But I wonder if the campus cop who pepper-sprayed a group of peaceful, seated Occupy protesters two years ago really ought to get worker's compensation for the trauma he's undergone in the wake of his actions.

It's hard to forget the video of University of California Davis officer John Pike casually hosing the huddled protesters, walking down the line as if he was spraying his roses for aphids.

The incident attracted widespread condemnation and ridicule.

The Associated Press now reports Pike, who was fired the following year after a review found his assault unwarranted, is appealing for benefits, claiming the fallout from the online disclosure of his identity caused him psychiatric injury.

Hackers posted Pike's information on the web, AP said, leading to death threats and widespread derision.

Pike is scheduled to have a settlement meeting on his claim next month.

[ Related: Police officers suffering from post traumatic stress disorder a mental health and public safety issue ]

In a country drowning in guns, you have to take death threats seriously. But should Pike be compensated for the consequences of his actions, or should he just suck it up?

Here in Canada, we've had the case of RCMP Const. Bill Bentley, who is charged with perjury for allegedly lying about the Taser-related death of Robert Dziekanski in 2007.

Bentley and three other Mounties confronted the just-arrived Polish immigrant in the international arrivals area of Vancouver International Airport and, within seconds of arriving, stunned Dziekanski several times. He died of a heart attack shortly afterward. The four officers were charged with perjury for allegedly lying when they testified at the public inquiry into Dziekanski's death.

At a preliminary hearing in June, Bentley broke down in tears several times as he described what happened in the hours after Dziekanski died.

"I was a mess, I was just really upset about the whole incident," said Bentley, who's being tried by judge alone. "I describe it as basically the most traumatic thing in my life."

Bentley and two of the other officers have remained on active duty, though reassigned to RCMP detachments outside the Vancouver area.

Then there's Montreal's infamous "Officer 728," Const. Stephanie Trudeau, suspended last fall after videos surfaced showing her manhandling people over a minor open-liquor infraction.

She'd previously been recorded pepper-spraying bystanders during one of last year's student-tuition protests.

Trudeau has been suspended with pay since October and was ordered to undergo a psychiatric evaluation while the Crown decides whether she should face criminal charges. Whether she gets to wear a badge again is an open question. It wouldn't be surprising if the 19-year veteran resigned to retain her pension.

A Toronto Star look at post-traumatic stress disorder among Ontario Provincial Police officers last year found an increasing willingness among sufferers to stop suppressing their deep psychological wounds.

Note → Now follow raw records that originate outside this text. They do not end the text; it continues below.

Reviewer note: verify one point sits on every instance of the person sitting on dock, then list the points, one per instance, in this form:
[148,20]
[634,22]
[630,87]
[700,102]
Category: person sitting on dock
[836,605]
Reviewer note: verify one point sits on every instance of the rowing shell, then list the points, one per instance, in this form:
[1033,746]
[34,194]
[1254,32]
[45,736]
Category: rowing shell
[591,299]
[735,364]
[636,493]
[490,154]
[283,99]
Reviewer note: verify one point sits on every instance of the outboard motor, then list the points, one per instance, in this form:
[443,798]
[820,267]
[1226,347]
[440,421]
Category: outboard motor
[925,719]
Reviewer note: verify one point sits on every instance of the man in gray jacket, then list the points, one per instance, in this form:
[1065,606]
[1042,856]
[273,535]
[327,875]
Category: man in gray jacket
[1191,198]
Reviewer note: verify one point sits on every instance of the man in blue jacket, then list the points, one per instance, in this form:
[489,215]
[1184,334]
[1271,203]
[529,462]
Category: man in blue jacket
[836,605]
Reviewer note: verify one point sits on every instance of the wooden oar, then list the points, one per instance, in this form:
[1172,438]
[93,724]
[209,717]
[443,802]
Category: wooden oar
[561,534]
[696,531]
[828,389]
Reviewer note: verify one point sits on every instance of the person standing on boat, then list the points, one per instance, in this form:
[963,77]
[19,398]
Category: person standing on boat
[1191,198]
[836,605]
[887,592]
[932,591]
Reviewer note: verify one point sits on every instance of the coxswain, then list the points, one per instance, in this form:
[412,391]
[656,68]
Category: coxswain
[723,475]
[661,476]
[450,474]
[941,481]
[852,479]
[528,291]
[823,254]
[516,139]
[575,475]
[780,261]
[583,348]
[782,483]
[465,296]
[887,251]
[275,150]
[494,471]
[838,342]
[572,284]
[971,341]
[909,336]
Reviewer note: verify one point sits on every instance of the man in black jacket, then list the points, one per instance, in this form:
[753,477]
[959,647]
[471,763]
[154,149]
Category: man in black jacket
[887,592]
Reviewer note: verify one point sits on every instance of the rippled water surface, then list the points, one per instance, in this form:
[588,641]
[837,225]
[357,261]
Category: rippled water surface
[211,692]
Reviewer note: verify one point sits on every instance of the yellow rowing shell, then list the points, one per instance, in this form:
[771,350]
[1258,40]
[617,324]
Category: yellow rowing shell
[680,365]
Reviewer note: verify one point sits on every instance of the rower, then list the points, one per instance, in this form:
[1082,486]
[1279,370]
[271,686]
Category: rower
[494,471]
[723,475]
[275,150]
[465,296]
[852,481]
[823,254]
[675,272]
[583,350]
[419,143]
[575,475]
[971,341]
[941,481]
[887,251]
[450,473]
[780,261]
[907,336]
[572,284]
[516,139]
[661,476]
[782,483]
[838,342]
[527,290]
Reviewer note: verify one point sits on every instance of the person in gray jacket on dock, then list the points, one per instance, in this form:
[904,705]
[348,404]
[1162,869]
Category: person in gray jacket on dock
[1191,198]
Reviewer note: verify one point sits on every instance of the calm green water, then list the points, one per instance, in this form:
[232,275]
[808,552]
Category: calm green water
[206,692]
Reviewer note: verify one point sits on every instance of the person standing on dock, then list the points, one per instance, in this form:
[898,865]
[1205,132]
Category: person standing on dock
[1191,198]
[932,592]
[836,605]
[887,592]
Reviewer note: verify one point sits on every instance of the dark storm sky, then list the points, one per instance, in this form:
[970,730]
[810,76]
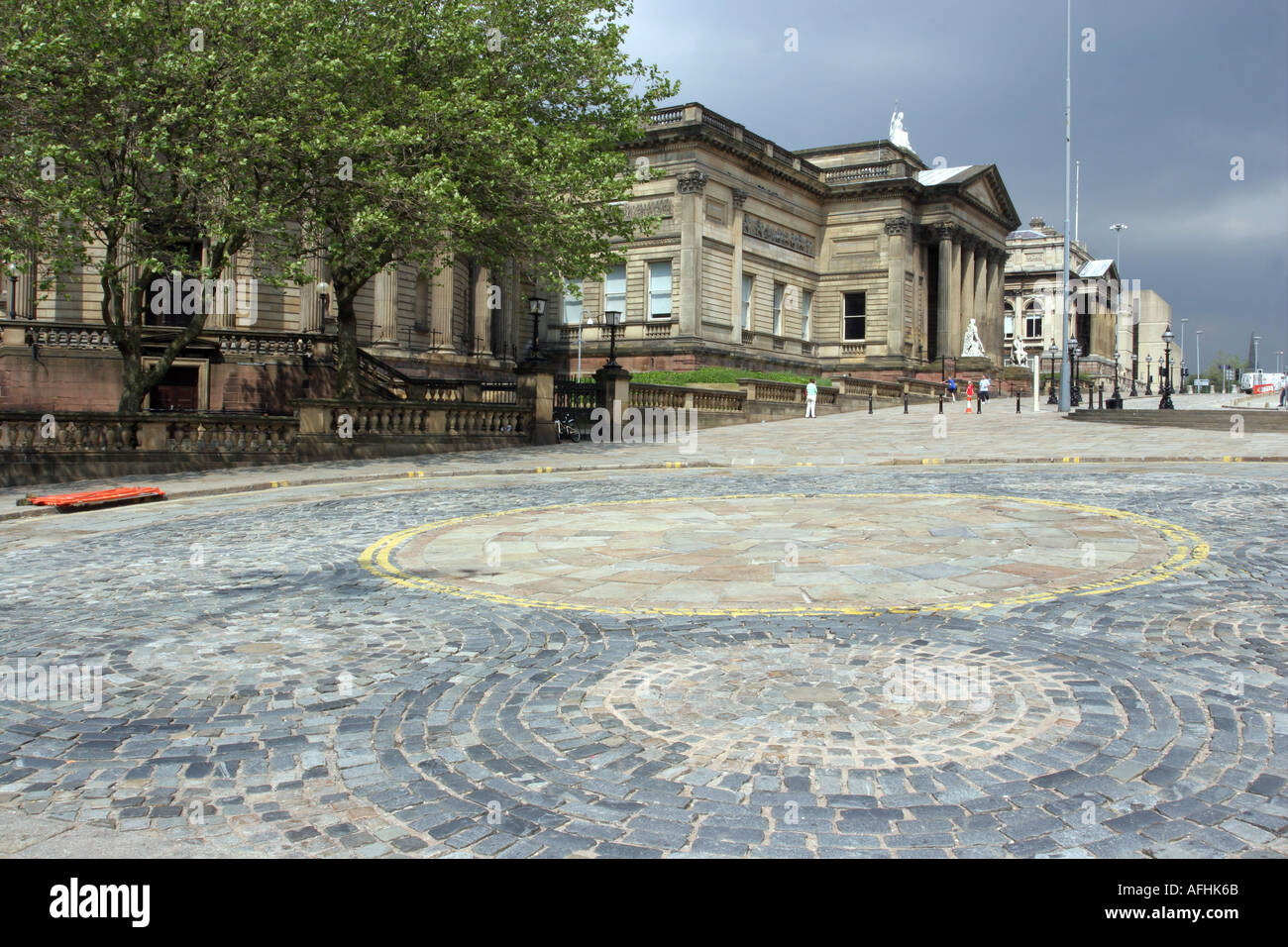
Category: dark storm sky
[1173,91]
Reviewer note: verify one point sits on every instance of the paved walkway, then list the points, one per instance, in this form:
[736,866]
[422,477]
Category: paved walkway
[871,656]
[887,437]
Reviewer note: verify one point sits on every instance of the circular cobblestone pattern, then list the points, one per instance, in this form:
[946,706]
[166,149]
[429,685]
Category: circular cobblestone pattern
[832,553]
[816,703]
[1050,680]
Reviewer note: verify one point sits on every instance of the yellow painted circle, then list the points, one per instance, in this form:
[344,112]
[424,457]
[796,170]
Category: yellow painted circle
[1186,549]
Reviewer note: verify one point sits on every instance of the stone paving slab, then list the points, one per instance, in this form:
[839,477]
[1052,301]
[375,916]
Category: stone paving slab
[261,692]
[997,436]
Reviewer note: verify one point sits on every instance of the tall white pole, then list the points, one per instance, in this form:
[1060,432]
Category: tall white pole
[1068,155]
[1077,196]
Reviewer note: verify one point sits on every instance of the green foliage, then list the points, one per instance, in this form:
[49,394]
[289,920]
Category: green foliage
[717,375]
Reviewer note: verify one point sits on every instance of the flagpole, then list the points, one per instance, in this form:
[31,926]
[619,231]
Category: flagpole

But there was trepidation about the consequences of going public.

“I feel that by my words being made public I am putting my current disability benefits at risk," one officer said in an email to the Star.

"Because of the fact that OPP management exacerbated my current level of disability, those who decide if I continue to receive my benefits could quite easily turn my case into one that prevents their continued approval.”

[ Related: Family members want RCMP to do more for officers with post-traumatic stress ]

Lori Shenher, a lead investigator with Vancouver police into murders committed by serial-killer Robert Pickton, said last year she continued to suffer guilt and despair over not catching him sooner.

While on stress leave, she wrote about her experiences, producing a 289-page manuscript that was to become a book, though it has not been published.

‘It is only now that I recognize all of the signs and signals of burnout and post traumatic stress disorder brought on by doing a horrible job for an unsupportive and incompetent organization,” Shenher wrote a year after Pickton’s arrest in a passage reported by the National Post last year. “I was no longer able to bear the weight of our ineptitude and rationalization.”

Shenher returned to work as a police detective in 2004, the Post said.